I'm expressing my priorities by scheduling the meeting and bringing a group of people together to work on the problem. Since I'm a manager, my priorities have a little more weight, and I'm "throwing that weight around" a little for this case.

Eventually I'm confident others in the organization will recognize my focus on keeping the continuous integration servers "clean". Until then, I'll continue working with people to persuade them.

Sunday, January 24, 2010

Microsoft Mesh - Synchronizing Files Between Computers

I work with many different computers between home and work and have found that Microsoft Live Mesh has been a nice addition to my computers. Mesh allows me to specify one or more directories which should be synchronized between all the various computers I'm using.

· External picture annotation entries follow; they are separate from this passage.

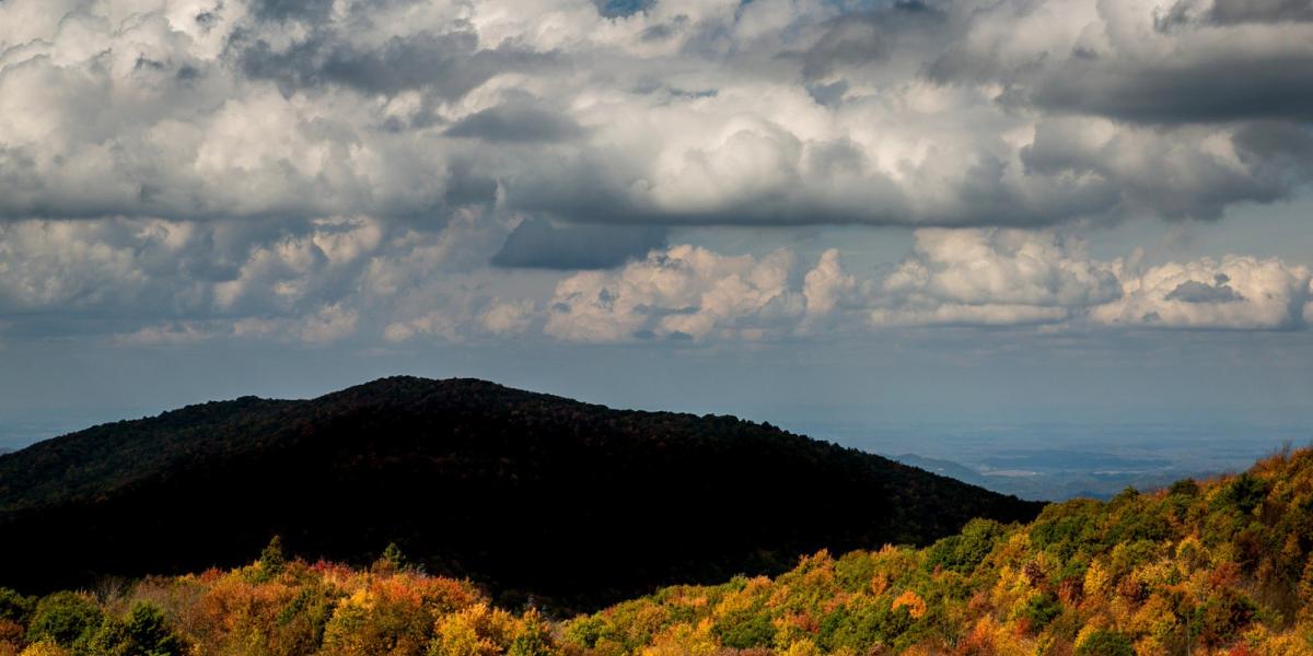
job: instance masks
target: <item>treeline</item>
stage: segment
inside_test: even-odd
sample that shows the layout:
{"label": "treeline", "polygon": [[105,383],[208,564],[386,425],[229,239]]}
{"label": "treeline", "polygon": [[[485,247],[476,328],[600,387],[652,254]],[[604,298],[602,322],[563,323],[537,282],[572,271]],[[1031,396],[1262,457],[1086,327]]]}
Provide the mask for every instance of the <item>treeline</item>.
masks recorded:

Thus far, I've used it to allow me to write performance reviews on any of my typical computers, knowing that the written results will be synchronized with my other computers so I can continue writing elsewhere.

I'm now attempting to use it to synchronize my "3x5" cards electronically. I usually carry a stack of 3x5 paper cards in my pocket for idea and task capture. When those cards need to live a little longer than they would normally sit in my pocket, I'm writing them to a file (in emacs "org mode") which let's me shuffle, stack and move them almost as easily as I can move them on a table. With that file synchronized between my various computers, I hope to lose fewer cards, and have a more clear idea of priorities at any computer I use.